Hermite flower animation

Before Tranport Frames you can spot kinks in the squiddicales

Wanting to label the genres' tags, I ended up wrapping the node in a cylindrical hula hoop marquee with the genre's name on it, slowly spinning. Then I biased the tendrils to start growing vertically so they wouldn't clip through the new label so much.

Thankfully these got removed before I had to fix z-ordering.

A second pass at tendril layout uses recursive fractal nudging I prefer, and while there I added a fragment shader that looks like the caustic effects of light on disturbed water. Eventually I tossed the caustics due to performance and the effect was distracting visually from the books.

Sphere

A rogue Sunday morning 'what if?' replaced the vertical pinning by published date with a more spherical shell approach, publish date driving radius from center. I had the notion that since the surface area of a shell increases quadratically with the radius, there should be plenty of room for the later books near the 'surface', burying older books in the 'core'. This was partly true. The over representation of the present (really late 1900's) still creates a thin crust reminiscent of the ecosphere's relative thickness compared to the Earth.

A new spherical layout

Probe away

Experimenting with math some more I again settled on the -log(1-normalizedSpread) to spread out the more recent books even more.

The spherical view has the benefit of highlighting the successive authorship chains. Asimov and Stephenson's chains both visibly snake around sci fi until zig zagging when the authors later put out some non fiction essays. The spherical approach has also proved a better visualization for spotting errors in the data.

The genre tags' cylindrical banners became too unreadable in this layout, yoinked.

The Last 10%

I simplified the html down to a static version by baking (saving to json) the layout positions into a book database json, and likewise for the genre tags' positions. That way we can remove the force graph simulation, and get the final html down to under 400 lines of code.

At this point I noticed the neat genre tag banners did not work so well in the spherical layout.

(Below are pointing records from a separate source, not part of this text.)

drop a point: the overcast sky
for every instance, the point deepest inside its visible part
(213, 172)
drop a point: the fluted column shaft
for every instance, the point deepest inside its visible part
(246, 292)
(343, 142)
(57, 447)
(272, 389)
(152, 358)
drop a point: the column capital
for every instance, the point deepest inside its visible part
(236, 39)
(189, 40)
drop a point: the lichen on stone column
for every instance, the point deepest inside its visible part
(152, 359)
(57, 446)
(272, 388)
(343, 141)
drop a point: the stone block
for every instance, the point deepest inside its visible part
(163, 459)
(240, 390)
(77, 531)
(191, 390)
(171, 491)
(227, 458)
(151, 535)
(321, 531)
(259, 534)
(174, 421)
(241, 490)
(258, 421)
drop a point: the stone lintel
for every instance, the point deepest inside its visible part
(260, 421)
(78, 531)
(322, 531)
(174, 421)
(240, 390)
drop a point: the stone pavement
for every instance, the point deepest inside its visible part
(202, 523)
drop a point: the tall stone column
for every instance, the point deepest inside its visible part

To give the tendrils a neat effect I tried a few implementations of the xbox-era bloom filter. Blooming out the tendrils while leaving the books unaffected was a challenge. Ultimately the shader code combining the effect is half way between the three js example:

https://threejs.org/examples/?q=bloom#webgpu_postprocessing_bloom_selective

with some custom calculating of the book distances from the camera figured in their vertex shader and passed to the mix shader in the alpha channel. Experimenting with this distance alpha I eventually managed to both filter out the tendrils' bloom and fade out the books further from the camera for a simple but effective way of ensuring the books stay visible at all distances and clear up close.

vec3 mixed = bloomColor.xyz + (baseColor.xyz - bloomColor.xyz) * min(baseColor.a, 1.0);

There is no basis for why I am mixing colors this way other than it looks right to me. There isn't any basis for having tendrils reach out radially to floating books, either.

The fragment shader picked up some pulses in color to give them some life.

Mix shader

This Sphere has Sphere in it.

More pulses in the vertex shader drive engorging the base of the genre tendrils, grounding the volume where the genres' hover tags live. Without these 'undulating bulbs' there isn't an obvious grounding for the genre's origins where their hover labels live.

Lessons Learned

I could have avoided some automatic metadata scraping, considering all of the hand curation required anyways. Even more of a "1) Make it work, 2) Make it good" philosophy probably would have saved a day.
The texture atlas was a nice performance improvement, but had I managed with the approximately 1,000 sprites during the 3d-force-graph layout stage, and saved the atlas for the final static layout would have avoided unnecessary integration pain with 3d-force-graph's nodes. I can see myself reusing this solution for future force graph projects, so I'm okay with the code rash.
Library Thing does not want to be scraped. Fair enough. Manual review of the books was a necessary part of data reconciliation anyway.
Dang at some point I must've read too much Orson Scott Card.